The MONICA Python API is available via pip (if published) or can be installed from source.

Install from PIP

pip install monica
Install from Source

git clone https://github.com/zalf-rpm/monica.git
cd monica
pip install .

Note Python ≥ 3.8 is recommended.


2. Basic Usage: Running a Single Simulation

Below is a minimal example that loads JSON configuration files and executes a MONICA simulation in memory.

from monica import run_monica
import json

# Load configuration files
with open("config/general.json") as f:
    general_cfg = json.load(f)

with open("config/site.json") as f:
    site_cfg = json.load(f)

with open("config/crop.json") as f:
    crop_cfg = json.load(f)

with open("config/simulation.json") as f:
    sim_cfg = json.load(f)

# Combine all configurations
config = {
    "general": general_cfg,
    "site": site_cfg,
    "crop": crop_cfg,
    "simulation": sim_cfg
}

# Run MONICA
results = run_monica(config)

# Print selected outputs
print(results["Yield"])
print(results["GHG"])

3. Running Multiple Scenarios (Batch Mode)

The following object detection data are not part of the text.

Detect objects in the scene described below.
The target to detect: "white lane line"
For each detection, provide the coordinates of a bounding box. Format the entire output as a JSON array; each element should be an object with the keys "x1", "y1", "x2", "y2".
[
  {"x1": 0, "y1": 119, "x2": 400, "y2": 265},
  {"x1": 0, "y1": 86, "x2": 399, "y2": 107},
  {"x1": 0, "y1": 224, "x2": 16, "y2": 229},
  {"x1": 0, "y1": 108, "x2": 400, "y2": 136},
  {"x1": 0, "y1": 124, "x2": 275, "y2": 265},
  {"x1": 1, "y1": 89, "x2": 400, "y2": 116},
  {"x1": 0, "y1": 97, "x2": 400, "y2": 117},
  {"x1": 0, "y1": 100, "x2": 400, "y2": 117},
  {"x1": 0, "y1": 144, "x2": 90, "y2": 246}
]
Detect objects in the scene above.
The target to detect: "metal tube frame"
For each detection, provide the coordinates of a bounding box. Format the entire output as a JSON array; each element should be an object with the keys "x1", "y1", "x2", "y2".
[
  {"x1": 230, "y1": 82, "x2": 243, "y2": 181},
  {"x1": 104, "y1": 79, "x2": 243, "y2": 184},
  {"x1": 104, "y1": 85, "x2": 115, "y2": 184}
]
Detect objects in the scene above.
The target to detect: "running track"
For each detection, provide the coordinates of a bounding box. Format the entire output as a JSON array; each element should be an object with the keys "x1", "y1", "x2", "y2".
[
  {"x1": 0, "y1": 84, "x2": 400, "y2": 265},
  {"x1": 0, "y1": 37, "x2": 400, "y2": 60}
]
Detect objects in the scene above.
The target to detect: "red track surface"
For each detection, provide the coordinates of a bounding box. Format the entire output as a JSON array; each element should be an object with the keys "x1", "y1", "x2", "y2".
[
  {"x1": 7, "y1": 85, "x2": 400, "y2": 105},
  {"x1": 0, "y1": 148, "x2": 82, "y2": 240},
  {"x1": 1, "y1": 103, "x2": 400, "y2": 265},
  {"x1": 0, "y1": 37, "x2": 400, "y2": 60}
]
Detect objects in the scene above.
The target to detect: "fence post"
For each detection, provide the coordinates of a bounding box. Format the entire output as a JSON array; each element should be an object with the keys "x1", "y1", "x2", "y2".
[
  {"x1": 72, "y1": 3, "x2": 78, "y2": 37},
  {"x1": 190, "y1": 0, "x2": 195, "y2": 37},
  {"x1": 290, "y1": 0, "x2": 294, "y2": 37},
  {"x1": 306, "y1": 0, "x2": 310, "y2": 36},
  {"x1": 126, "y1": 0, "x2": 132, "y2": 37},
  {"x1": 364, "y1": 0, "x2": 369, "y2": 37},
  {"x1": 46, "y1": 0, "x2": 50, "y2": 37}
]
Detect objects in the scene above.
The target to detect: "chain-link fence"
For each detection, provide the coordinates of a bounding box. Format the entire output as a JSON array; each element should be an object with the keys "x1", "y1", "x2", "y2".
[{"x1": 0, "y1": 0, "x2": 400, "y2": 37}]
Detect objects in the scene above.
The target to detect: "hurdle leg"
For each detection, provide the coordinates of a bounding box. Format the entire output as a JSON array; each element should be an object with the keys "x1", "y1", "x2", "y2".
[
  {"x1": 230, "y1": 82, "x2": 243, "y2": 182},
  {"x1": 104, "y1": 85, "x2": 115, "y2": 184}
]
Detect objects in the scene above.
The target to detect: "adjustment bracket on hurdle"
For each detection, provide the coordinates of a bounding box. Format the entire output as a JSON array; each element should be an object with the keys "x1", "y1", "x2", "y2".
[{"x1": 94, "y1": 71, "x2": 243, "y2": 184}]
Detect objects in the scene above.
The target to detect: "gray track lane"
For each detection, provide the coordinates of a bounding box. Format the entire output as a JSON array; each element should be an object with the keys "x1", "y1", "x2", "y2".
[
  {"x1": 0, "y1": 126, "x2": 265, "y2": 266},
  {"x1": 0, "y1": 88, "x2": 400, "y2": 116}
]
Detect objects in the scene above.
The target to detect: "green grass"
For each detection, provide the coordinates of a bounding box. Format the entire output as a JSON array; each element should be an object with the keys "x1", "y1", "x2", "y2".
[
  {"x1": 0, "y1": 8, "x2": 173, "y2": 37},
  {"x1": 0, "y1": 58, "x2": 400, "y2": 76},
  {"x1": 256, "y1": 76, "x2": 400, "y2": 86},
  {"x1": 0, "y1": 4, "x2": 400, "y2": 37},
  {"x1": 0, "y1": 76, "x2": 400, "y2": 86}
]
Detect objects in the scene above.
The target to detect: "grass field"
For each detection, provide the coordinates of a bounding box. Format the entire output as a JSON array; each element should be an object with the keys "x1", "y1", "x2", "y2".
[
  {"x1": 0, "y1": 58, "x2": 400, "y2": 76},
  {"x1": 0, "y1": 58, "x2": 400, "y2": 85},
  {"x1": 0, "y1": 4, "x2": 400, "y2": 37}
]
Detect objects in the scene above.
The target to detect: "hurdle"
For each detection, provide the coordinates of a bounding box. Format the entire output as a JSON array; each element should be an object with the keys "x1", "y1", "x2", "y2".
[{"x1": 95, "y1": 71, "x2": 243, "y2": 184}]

Example: Loop over nitrogen levels

from monica import run_monica
import json

with open("config/simulation.json") as f:
    sim_cfg = json.load(f)

N_levels = [80, 120, 160, 200]
outputs = []

for N in N_levels:
    sim_cfg["CropParameters"]["FertiliserAmount"] = N

    full_cfg = {
        "general": json.load(open("config/general.json")),
        "site": json.load(open("config/site.json")),
        "crop": json.load(open("config/crop.json")),
        "simulation": sim_cfg
    }

    out = run_monica(full_cfg)
    outputs.append({"N": N, "yield": out["Yield"]})

print(outputs)

4. Using Multiple Climate Files

import glob, json
from monica import run_monica

climate_files = glob.glob("climate/*.json")
results = []

for cf in climate_files:
    cfg = {
        "general": json.load(open("config/general.json")),
        "site": json.load(open("config/site.json")),
        "crop": json.load(open("config/crop.json")),
        "simulation": json.load(open("config/simulation.json"))
    }

    cfg["general"]["climate-data-file"] = cf
    out = run_monica(cfg)

    results.append({
        "climate_file": cf,
        "yield": out["Yield"],
        "nitrogen_balance": out["NBalance"]
    })

5. Saving Output to CSV (Pandas)

import pandas as pd
from monica import run_monica
import json

cfg = {
    "general": json.load(open("config/general.json")),
    "site": json.load(open("config/site.json")),
    "crop": json.load(open("config/crop.json")),
    "simulation": json.load(open("config/simulation.json"))
}

out = run_monica(cfg)

df = pd.DataFrame([out])
df.to_csv("monica_output.csv", index=False)

6. Error Handling

from monica import run_monica, MonicaError

try:
    results = run_monica(config)
except MonicaError as e:
    print("MONICA failed:", e)

7. Tips for Efficient Python Integration

  • Static JSON configurations should be loaded before loops.

  • Use multiprocessing (multiprocessing.Pool) for large scenario sets.

  • Validate JSON files with MONICA schemas before execution.

  • To cut down on I/O time, store climate files locally.

  • Use HPC, Docker, or CLI options for large-scale campaigns.